All this, of course, rendered almost insignificant by Noriko’s expression. If as the saying goes “you’re never fully dressed without a smile,” the bride’s is a ghastly grimace, a startling rictus carefully pinned from one cheek to another to please her grinning dad. That it seems sincere — that she seems shyly serenely accepting of the fate about to fall on her head only adds to the horror.
As for Shukichi? Smiles and crinkled eyes. With his daughter literally dying before his eyes (the scene’s music sounding appropriately funereal) his casual poise seems perversely, even heroically, assumed.
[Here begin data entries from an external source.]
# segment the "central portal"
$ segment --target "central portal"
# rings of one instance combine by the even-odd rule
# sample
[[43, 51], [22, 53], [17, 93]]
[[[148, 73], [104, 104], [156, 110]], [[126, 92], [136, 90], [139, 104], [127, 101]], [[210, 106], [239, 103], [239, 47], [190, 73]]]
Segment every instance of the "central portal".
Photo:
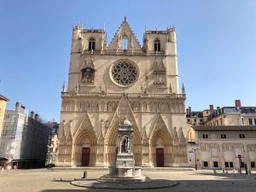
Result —
[[101, 177], [104, 181], [142, 182], [146, 177], [142, 176], [141, 167], [135, 166], [133, 155], [133, 127], [125, 117], [118, 129], [118, 143], [116, 162], [109, 167], [109, 174]]
[[90, 148], [82, 149], [82, 166], [89, 166], [90, 163]]

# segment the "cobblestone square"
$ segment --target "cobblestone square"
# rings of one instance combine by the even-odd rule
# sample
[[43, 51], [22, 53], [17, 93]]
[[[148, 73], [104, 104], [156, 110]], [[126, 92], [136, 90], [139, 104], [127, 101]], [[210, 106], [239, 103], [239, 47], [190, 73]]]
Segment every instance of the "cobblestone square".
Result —
[[[89, 170], [88, 178], [96, 178], [108, 173], [106, 170]], [[256, 174], [213, 174], [210, 171], [187, 172], [143, 172], [153, 179], [176, 180], [178, 184], [171, 188], [143, 189], [143, 191], [161, 192], [254, 192]], [[137, 191], [118, 189], [98, 189], [76, 187], [70, 184], [74, 178], [80, 178], [83, 170], [49, 171], [15, 170], [0, 172], [1, 192], [96, 192], [96, 191]]]

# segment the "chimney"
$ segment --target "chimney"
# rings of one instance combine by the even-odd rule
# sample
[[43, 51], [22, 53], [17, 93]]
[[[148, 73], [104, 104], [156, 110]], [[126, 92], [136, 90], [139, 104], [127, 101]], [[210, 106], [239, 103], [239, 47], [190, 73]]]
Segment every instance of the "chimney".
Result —
[[39, 114], [38, 114], [38, 113], [35, 114], [35, 119], [37, 121], [39, 121]]
[[210, 112], [212, 112], [212, 111], [214, 111], [214, 107], [213, 107], [213, 105], [210, 105]]
[[236, 105], [236, 108], [240, 108], [241, 107], [241, 101], [240, 101], [240, 99], [235, 100], [235, 105]]
[[32, 111], [32, 112], [30, 113], [30, 117], [31, 117], [31, 119], [35, 119], [35, 113], [34, 113], [33, 111]]

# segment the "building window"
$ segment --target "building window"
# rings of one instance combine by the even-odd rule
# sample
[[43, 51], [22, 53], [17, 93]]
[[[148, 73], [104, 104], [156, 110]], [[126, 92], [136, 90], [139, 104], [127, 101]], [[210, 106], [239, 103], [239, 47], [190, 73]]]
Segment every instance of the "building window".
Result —
[[253, 119], [249, 118], [248, 120], [249, 120], [249, 125], [253, 125]]
[[221, 138], [227, 138], [226, 134], [221, 134], [221, 135], [220, 135], [220, 137], [221, 137]]
[[89, 40], [89, 50], [95, 50], [95, 39], [93, 38]]
[[207, 161], [204, 161], [204, 167], [207, 167], [208, 166], [208, 162]]
[[127, 50], [128, 49], [128, 38], [125, 35], [123, 37], [123, 49]]
[[208, 135], [207, 134], [203, 134], [203, 138], [208, 138]]
[[228, 168], [228, 167], [232, 168], [233, 167], [233, 162], [225, 162], [225, 167], [226, 168]]
[[245, 138], [245, 134], [239, 134], [239, 138]]
[[154, 40], [154, 51], [160, 51], [161, 44], [159, 39]]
No less so than Ozu’s. Famous for his tatami-level shots (the camera fixed at the height of a man sitting on a tatami mat, angled to look slightly up) his continuous use of direct address (the actor looking straight at the camera while talking) his elliptical editing (after fussing over Noriko’s marital status for most of the picture, Ozu leaves out both the actual ceremony and the impending groom [“He looks like that American. The man in that baseball movie.”]). I’ve read many elaborate theories but Ozu’s reason for arriving at this technique may be as simple as just wanting to tell a story. He uses 50 mm lenses because it’s generally considered the closest equivalent to the human eye; he uses the direct-address shots because this is how we address another person — looking straight into their eyes; and he uses tatami-level shots because that’s how the Japanese of his generation would conduct a normal conversation, sitting cross-legged on a mat. He, in short, has developed his visual style to achieve the effect of having invited you into his living room to sit and talk, perhaps listen to a story he has to tell.
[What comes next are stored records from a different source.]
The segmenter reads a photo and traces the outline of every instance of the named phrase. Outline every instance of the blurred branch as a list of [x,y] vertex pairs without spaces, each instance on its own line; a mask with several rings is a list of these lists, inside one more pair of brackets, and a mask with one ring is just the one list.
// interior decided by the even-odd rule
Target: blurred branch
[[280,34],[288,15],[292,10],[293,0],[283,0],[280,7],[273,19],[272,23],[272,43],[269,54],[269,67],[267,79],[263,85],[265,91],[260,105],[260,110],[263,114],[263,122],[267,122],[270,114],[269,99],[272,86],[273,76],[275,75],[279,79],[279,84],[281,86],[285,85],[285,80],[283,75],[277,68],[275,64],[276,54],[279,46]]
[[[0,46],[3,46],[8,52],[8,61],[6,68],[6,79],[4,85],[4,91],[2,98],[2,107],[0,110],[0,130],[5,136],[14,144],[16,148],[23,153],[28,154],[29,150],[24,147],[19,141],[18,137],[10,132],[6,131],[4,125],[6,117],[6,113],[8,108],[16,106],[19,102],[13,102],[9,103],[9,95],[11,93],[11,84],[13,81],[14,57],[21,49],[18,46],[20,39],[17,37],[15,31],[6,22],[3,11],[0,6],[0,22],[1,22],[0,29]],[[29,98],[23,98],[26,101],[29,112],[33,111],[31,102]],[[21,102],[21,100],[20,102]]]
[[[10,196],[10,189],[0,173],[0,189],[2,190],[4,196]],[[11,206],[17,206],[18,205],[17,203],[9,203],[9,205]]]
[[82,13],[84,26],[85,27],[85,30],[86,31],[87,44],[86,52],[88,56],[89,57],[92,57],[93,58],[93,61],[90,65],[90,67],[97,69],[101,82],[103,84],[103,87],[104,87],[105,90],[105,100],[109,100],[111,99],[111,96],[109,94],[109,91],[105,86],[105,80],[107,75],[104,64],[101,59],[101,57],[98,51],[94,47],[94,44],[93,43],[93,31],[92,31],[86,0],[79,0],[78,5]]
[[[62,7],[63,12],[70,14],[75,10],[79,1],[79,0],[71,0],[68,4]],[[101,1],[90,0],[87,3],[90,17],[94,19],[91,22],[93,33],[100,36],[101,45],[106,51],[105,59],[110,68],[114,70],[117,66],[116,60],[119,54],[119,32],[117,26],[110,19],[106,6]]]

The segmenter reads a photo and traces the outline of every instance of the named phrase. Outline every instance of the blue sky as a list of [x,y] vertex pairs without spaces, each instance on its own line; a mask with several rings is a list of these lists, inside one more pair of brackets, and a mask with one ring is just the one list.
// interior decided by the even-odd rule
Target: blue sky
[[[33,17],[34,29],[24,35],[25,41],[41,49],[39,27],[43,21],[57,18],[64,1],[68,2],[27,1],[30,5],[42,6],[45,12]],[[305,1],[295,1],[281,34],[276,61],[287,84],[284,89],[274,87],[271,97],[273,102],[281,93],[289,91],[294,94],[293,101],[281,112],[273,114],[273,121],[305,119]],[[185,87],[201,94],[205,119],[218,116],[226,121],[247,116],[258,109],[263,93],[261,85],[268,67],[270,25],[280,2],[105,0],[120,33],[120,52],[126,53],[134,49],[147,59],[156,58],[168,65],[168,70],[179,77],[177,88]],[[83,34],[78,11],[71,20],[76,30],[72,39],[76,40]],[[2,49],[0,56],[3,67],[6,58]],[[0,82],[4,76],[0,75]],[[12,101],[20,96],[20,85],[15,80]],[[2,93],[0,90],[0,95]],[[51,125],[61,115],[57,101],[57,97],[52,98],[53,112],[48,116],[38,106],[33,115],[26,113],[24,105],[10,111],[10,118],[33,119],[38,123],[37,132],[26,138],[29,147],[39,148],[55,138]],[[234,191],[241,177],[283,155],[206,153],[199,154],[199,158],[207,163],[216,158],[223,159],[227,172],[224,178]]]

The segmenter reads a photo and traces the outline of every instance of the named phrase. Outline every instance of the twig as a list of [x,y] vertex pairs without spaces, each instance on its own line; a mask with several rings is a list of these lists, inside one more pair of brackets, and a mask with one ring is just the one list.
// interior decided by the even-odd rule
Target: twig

As for the editing — I suspect it’s his way of keeping you on your toes. He wants you at ease and comfortable, but up to a specific point: you also have to follow what he has to say.
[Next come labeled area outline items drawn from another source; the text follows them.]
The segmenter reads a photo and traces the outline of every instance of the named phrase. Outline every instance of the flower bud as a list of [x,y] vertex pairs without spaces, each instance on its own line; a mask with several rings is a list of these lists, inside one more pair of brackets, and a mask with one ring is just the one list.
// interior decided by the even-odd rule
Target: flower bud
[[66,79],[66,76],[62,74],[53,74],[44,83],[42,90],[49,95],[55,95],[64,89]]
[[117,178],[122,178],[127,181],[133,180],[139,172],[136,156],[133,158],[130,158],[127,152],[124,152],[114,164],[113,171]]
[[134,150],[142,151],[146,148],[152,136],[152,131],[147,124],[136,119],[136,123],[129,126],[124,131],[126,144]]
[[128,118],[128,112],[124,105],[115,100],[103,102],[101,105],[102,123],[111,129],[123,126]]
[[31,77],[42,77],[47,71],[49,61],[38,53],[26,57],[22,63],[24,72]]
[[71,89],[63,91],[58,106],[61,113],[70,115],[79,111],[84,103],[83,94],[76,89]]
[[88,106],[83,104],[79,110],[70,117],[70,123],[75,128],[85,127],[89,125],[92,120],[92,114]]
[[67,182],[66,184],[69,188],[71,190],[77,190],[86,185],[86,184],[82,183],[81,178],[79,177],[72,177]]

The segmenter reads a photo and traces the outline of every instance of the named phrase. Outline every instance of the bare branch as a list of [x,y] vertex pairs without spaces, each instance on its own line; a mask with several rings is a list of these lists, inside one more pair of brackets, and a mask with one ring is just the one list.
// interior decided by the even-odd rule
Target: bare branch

Late Spring starts out as sunlit bright and delicately wrought as a cherry blossom, all humorous vignettes and funny one-liners; when Aunt Masa, introduced as a comic figure, starts to loom over Noriko’s life — embodying the disapproving frown of Japanese society over her and Shukichi’s unorthodox living arrangement — the film darkens considerably, though the girl’s tantrums (impulsively leaving the house to go shopping, angrily cutting short a sleepover date with her best friend) help relieve the increasingly solemn tone here, there.
In a pivotal scene, Noriko and Shukichi watch a Noh play and Shukichi smiles at a woman. Noriko recognizes her — Mrs. Miwa (Kuniko Miyake), her father’s prospective bride. Ozu takes his cue from Noh tradition: a static almost frozen tableau where the slightest gesture suggest great import, in this case a stray look and smile that turns Noriko’s world upside down. Noriko has the fire and spirit to defy the world but when her father betrays her — when the one person she cares about seems to prefer or at least acknowledge another’s presence — she lowers her head. The static, almost frozen tableau suggests what’s within the young woman’s heart: total devastation, vast landscapes of frozen tundra and whistling unending wind. “When I slice pickled radish it comes out all strung together” — when Noriko sprouts horns she bows in acknowledgment of the sheer weight on her head.
What more to say? Not just Ozu’s masterpiece (though I love everything of his I’ve caught, so far this hits closest to home) but in my book one of the greatest films ever made.